From ClusterLabs

System health is a feature which allows resources in a system to implicitly include a score which indicates the health of a node.

This feature is implemented in two parts. The first part consists of a change in pacemaker. The second part consists of health daemons setting health attributes.

Changes in Pacemaker

Pacemaker's policy engine will include a number of configuration entries. The first is node-health-strategy. The possible values for this key are:

  • none
  • migrate-on-red
  • only-green
  • progressive
  • custom

none is the default value. This setting will have no effect on weight calculations within Pacemaker.

The next three values (migrate-on-red, only-green, and progressive) will have the following effect on weight calculations within Pacemaker. Every resource which is defined within Pacemaker will now search for attributes in a node that start with #health. Examples would include #health, #health-ipmi, #health-smart, #health-foo-bar, et cetera. An attribute can have the following values:

  • red
  • yellow
  • green
  • integer value

Each attribute in a node starting with #health will be summed up with whatever other weights that are defined for resources in the system. The weights will determine on which node a resource will run.

Now the differences between migrate-on-red, only-green, and progressive are as follows:

  • migrate-on-red - red will have a value of -INF, yellow and green will have values of 0.
  • only-green - red and yellow will have values of -INF, green will have a value of 0.
  • progressive - red, yellow, and green will take their values from the corresponding policy engine settings:
    • node-health-red (Note: the default is -INF)
    • node-health-yellow (Note: the default is 0)
    • node-health-green (Note: the default is 0)

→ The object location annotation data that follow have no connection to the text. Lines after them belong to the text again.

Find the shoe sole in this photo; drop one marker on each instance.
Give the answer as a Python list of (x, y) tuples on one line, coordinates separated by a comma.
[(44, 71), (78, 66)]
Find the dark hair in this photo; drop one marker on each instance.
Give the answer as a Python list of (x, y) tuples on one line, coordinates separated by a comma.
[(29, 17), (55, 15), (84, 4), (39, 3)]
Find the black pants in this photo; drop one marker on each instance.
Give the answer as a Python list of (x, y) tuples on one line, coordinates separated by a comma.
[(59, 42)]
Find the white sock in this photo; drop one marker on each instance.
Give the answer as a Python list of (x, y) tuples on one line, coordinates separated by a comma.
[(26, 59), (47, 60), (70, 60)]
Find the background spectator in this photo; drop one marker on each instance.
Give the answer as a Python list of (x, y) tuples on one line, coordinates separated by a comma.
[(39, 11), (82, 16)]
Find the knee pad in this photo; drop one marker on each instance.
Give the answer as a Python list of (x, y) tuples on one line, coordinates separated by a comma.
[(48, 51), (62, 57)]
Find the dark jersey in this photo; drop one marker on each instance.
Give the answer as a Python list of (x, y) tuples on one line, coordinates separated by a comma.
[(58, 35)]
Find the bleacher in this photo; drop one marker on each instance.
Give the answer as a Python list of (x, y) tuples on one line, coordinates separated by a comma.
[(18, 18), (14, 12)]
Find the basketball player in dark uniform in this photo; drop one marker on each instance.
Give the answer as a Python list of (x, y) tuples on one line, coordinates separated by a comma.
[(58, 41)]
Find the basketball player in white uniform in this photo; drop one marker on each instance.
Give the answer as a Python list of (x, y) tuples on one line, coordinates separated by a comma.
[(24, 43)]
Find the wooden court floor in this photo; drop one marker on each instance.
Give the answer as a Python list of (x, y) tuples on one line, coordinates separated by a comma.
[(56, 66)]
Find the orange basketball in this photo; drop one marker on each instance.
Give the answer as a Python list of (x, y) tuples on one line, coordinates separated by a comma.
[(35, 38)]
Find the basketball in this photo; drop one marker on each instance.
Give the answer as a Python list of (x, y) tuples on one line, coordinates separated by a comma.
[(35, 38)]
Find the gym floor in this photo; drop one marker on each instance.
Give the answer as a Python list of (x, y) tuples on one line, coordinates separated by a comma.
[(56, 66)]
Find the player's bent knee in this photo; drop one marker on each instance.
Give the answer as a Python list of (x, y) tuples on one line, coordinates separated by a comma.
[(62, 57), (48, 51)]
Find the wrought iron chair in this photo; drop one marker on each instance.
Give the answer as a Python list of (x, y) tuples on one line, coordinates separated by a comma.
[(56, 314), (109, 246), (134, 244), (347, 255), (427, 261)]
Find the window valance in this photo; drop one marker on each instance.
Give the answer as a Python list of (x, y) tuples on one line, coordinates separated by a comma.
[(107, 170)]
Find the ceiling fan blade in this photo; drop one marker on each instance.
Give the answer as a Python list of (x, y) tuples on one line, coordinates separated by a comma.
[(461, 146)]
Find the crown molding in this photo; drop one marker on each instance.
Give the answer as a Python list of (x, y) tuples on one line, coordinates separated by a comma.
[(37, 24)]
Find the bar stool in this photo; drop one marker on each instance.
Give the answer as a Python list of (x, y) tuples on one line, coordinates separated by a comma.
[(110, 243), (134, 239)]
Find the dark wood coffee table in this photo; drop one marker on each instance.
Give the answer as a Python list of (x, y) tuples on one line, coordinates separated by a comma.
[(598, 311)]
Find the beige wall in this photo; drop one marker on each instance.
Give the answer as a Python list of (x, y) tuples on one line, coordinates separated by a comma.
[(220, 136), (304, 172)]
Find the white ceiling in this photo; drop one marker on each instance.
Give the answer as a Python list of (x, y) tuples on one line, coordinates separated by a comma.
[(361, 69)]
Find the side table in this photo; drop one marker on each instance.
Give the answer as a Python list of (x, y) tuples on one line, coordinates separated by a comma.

custom indicates to Pacemaker that the system administrator will define rules to include whichever health attributes that they deem appropriate for their setup.

Health Daemons

A health daemon is a program that will periodically query or listen to events about the health status of a system. When it detects changes in the health, it will notify Pacemaker via the attrd_updater command.

Some mechanisms which report the status about the health of a system include:

  • iBMC (Integrated Baseboard Management Controller)
  • /var/log/mcelog
  • /var/log/messages
  • RSA2 (Remote Supervisor Adapter 2)
  • sysfs (Linux kernel filesystem)
  • SMART (Self-Monitoring, Analysis, and Reporting Technology)